Tech City a Source of Innovation for American Multinationals

By Peter Collins
Peter Collins
Peter Collins
August 9, 2013 Updated: August 9, 2013

Tech City, the area around Old Street and on the fringe of the City of London borough, is the most prolific area of new business generation in the UK, according to recent research.

Yet critics of Tech City argue that it is highly unlikely that start-up businesses will ever succeed in becoming multinational companies due to American giants such as Facebook, Twitter, and Google acquiring them for their innovation and expertise.
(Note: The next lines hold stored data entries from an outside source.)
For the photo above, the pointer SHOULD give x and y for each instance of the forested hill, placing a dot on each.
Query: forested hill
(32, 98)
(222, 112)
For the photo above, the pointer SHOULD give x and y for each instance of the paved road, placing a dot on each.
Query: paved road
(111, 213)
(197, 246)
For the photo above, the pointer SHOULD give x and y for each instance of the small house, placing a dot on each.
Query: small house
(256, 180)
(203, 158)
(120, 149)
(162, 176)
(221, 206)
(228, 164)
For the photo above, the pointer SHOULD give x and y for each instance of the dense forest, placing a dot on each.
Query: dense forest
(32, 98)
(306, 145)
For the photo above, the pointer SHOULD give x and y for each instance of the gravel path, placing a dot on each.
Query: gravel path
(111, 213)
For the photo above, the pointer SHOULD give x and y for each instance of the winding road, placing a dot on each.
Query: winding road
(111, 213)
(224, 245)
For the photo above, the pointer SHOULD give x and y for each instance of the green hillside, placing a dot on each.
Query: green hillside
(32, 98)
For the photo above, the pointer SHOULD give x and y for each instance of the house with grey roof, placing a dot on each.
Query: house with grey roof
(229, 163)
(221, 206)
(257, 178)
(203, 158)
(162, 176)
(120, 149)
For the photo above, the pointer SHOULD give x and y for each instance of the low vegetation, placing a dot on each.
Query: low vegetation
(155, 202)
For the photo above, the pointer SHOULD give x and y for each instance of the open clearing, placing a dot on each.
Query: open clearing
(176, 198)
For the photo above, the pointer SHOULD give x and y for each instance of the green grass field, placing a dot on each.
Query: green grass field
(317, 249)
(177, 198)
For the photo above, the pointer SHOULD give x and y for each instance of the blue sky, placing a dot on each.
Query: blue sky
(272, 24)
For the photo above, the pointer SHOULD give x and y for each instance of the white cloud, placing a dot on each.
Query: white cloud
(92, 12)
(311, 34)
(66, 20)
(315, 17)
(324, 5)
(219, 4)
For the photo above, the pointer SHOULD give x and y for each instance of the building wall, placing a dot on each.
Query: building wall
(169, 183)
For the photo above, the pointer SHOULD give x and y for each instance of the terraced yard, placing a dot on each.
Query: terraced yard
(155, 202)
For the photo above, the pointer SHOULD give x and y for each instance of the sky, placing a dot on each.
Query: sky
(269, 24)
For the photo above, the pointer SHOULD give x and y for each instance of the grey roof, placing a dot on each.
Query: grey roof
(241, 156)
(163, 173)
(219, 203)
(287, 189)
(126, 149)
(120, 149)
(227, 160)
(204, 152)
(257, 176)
Thus, American companies become ever larger at the expense of UK innovation.

Last month research by accountancy group UHY Hacker Young found almost 16,000 new businesses were started in the Old Street Roundabout area – known as Silicon Roundabout – over the last 12 months.

The growth is largely due to the government’s efforts to promote the area as a centre for innovation in the technology sector. Successful tech start-ups situated in Tech City include Hail-o-, the international taxi app; Mind Candy, responsible for Moshi Monsters; and Stylist Pick, the online fashion boutique.
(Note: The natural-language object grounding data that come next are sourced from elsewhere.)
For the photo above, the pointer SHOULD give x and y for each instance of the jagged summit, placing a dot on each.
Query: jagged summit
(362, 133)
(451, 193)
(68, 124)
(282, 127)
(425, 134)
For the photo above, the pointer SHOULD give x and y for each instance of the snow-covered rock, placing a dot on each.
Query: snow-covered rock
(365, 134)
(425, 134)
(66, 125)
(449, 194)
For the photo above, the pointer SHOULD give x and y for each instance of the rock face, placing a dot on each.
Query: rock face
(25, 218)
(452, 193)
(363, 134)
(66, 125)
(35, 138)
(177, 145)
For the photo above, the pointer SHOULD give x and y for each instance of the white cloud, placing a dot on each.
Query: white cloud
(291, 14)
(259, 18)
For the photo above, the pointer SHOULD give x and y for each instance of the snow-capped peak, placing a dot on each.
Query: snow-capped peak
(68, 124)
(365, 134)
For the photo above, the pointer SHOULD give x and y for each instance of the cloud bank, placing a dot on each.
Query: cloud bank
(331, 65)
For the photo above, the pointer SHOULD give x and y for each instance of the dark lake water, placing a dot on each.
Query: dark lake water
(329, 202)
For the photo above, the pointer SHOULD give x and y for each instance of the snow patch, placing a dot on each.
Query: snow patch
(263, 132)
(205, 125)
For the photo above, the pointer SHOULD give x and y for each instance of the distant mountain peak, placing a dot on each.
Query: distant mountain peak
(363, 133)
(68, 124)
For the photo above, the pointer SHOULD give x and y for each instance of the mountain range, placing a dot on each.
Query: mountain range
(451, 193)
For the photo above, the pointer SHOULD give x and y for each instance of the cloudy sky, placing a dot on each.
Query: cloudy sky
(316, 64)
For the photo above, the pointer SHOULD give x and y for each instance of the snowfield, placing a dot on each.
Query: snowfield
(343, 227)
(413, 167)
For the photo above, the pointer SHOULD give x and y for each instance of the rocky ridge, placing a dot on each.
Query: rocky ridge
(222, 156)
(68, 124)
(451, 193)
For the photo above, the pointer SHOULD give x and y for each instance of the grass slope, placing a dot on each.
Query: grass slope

“The government’s initiative has on the whole been a success but the job is only half complete,” wrote Tom Hopkins, director of venture capital fund MMC Ventures, in Tech City News. “Without further funding the wave of new startups will not grow into the world dominating companies the UK craves.”

William Webb, one of the founding directors of Neul, a company developing machine-to-machine technologies and networks, believes that a Tech City company is unlikely to grow big independently, and argues that it is actually a good thing that companies such as Google and Cisco have a UK presence.

“Profits go to shareholders not the nation and more jobs are created in SMEs [small and medium sized enterprises] than in larger companies. So having lots of SMEs may well be better for a country than a few large companies,” said Webb in a statement.

He said that it is commonly believed that innovation is generated from larger companies but in the recent Wall Street Journal Innovation Awards, around 85 per cent of the winners were smaller companies.

“It is almost always in the start-ups that the innovation occurs; the large companies are just the brand and the delivery vehicle for turning the ideas into products,” Webb said.

While some start-up companies such as ARM are doing well, Webb said, he sees Tech City being most successful as one of the leading sources of innovation that “power the world’s dominant companies”.